Covid-19 pandemi sürecinde hadise ve bilhassa ağır hasta sayısındaki artış endişe yaratarak, “Şimdi ne olacak” sorusunu gündeme getirdi. Bahisle ilgili görüşlerine başvurduğumuz Sıhhat Bilimleri Üniversitesi Rektör Yardımcısı – Enfeksiyon ve Klinik Mikrobiyoloji Uzmanı Prof. Dr. Kemalettin Aydın, içinde bulunduğumuz durumu “Köprüden evvelki son çıkış” cümlesiyle açıklıyor. Günlük olay sayısının rekor artış gösterdiği bugünlerde alınan önlemlere ahengin çok kıymetli olduğuna dikkat çeken Aydın, “Şu an uygulanmakta olan önlemleri tam kapanma öncesi yapılan son atılım olarak düşünebiliriz. Bu ataklarla muvaffakiyet sağlayamazsak öteki ülkelerde olduğu üzere 14 günlük tam kapanma yaşayabiliriz” diyor.

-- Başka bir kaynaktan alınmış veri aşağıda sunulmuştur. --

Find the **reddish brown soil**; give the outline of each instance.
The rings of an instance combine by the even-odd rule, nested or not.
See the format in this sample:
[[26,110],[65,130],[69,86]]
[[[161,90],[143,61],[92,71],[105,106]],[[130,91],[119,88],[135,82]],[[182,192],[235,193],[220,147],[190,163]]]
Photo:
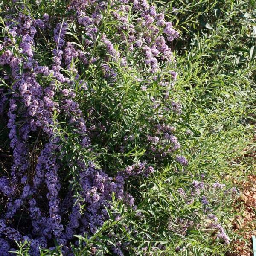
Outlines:
[[256,235],[256,175],[249,176],[247,181],[240,185],[241,194],[237,202],[239,205],[233,227],[242,239],[234,243],[233,253],[230,255],[250,256],[252,255],[251,237]]

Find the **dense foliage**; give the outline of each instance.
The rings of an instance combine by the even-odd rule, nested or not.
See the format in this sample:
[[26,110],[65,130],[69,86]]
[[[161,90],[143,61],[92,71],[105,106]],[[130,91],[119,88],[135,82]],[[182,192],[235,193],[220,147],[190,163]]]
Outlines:
[[224,255],[255,4],[3,1],[0,254]]

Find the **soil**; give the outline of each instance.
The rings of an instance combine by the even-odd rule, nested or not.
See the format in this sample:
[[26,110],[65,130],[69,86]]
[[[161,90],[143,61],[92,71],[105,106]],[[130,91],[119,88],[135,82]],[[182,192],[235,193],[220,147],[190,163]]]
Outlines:
[[233,224],[234,230],[238,233],[238,239],[233,244],[234,252],[227,256],[253,255],[251,237],[256,236],[256,175],[248,176],[247,180],[239,185],[243,188],[242,191],[236,202],[239,204],[238,215]]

EN KIYMETLİ KARAR KAFE VE RESTORANLARIN KAPATILMASI
Prof. Dr. Kemalettin Aydın, alınan tedbirler ortasında en kıymetlisinin kafe ve restoranlardaki kümelenmenin ortadan kalkmasına yönelik kısıtlamalar olduğunu söyleyerek devam ediyor; “Bunun nedeni, bulaşı o yerlere en çok giden 17 – 35 yaş kümesinin yayması, bedelini ise en çok 65 yaş ve üstünün ödemesidir. Bu nedenle, yayılımı engellemede en kıymetli tedbirler bu yerlerin kapatılması ile gece ve hafta sonu kısıtlamalarıdır” diyor ve devam ediyor;
AİLE İÇİ BULAŞ YOLLARINI ÖNLEMELİYİZ
“Şu an için en kıymetli problemimiz aile içi bulaş yollarının önüne geçemememiz. Bu, dışarıdan bir kişinin virüsü alıp meskene geldiğinde öteki aile fertlerine bulaştırma riskinin devam etmesi manasına geliyor. Bunu önlemek için en kıymetli teklifim kuşaklararası buluşmaların önüne geçilmesidir. Bunu yapmak için kapanmalarda tüm aile fertlerinin bunu bir fırsat olarak görüp bir ortaya gelmeye devam etmesine son verilmelidir. Bu, kamusal yaptırımı olamayan bir meseledir ve yalnızca aile içi sorumluluk şuurunun artırılmasıyla düzeltilebilir. Unutulmamalıdır ki büyük kentlerde salgının yükseliş suratı fakat kamusal önlemlere kişisel önlemlerle eşlik edilmesi halinde kesilebilir.”
ARALIK AYININ 2. YARISINA DİKKAT!
Aralık ayının ikinci yarısında, başta İstanbul olmak üzere toplumsal bağışıklığın (sürü bağışıklığı) devreye girmesini beklediğini söyleyen Aydın, “Bu, toplumun neredeyse yarıya yakınının virüsle karşılaşmış yahut virüs ile enfekte olacağı için yayılım suratının muhakkak kentlerde azalmaya başlayacağı manasına geliyor. Kısıtlama kuralları, toplumsal bağışıklık ve aşı ile bağışıklıkla birlikte ocak ayından itibaren başta İstanbul, Ankara, Bursa, Kocaeli ve İzmir vilayetlerinde salgın suratının duraklayıp aşağıya hakikat bir inişe geçeceğini öngörüyorum.
UYGULANMASI GEREKEN İKİ ŞEY
Pandeminin başlangıç sürecinden 1 Haziran’a kadar ‘Hayat Konuta Sığar’ derken 1 Haziran sonrası hayatımızı ‘kontrollü toplumsal yaşam’ diyerek devam ettirdik. Bu etapta her ikisini bir ortada uygulamaya muhtaçlığımız var. Şu an toplam olay sayısından çok, hasta ve ağır hasta sayımızın artışı odaklıyız. Bunu denetim edebilmek için öncelikle 32 binler civarında olan olay sayısının aşağı çekilmesi lazım.”
AŞI MİLLİYETÇİLİĞİ YAPILMASIN
Aşı konusundaki görüşlerini de sorduğumuz Prof. Dr. Kemalettin Aydın, “Aşılama konusunda devletimizin onay verdiği tüm aşıların yaptırılmasını tavsiye ediyorum. Aşı milliyetçiliğine ve aşının üretildiği coğrafyaya bakmaksızın, ülkemize gelen ve vatandaşımıza fiyatsız sunulan tüm aşıların yapılabilir olduğunu düşünüyorum. Çin aşısını yaptıran gönüllülerden biri olmam da bunun göstergesi” diyor.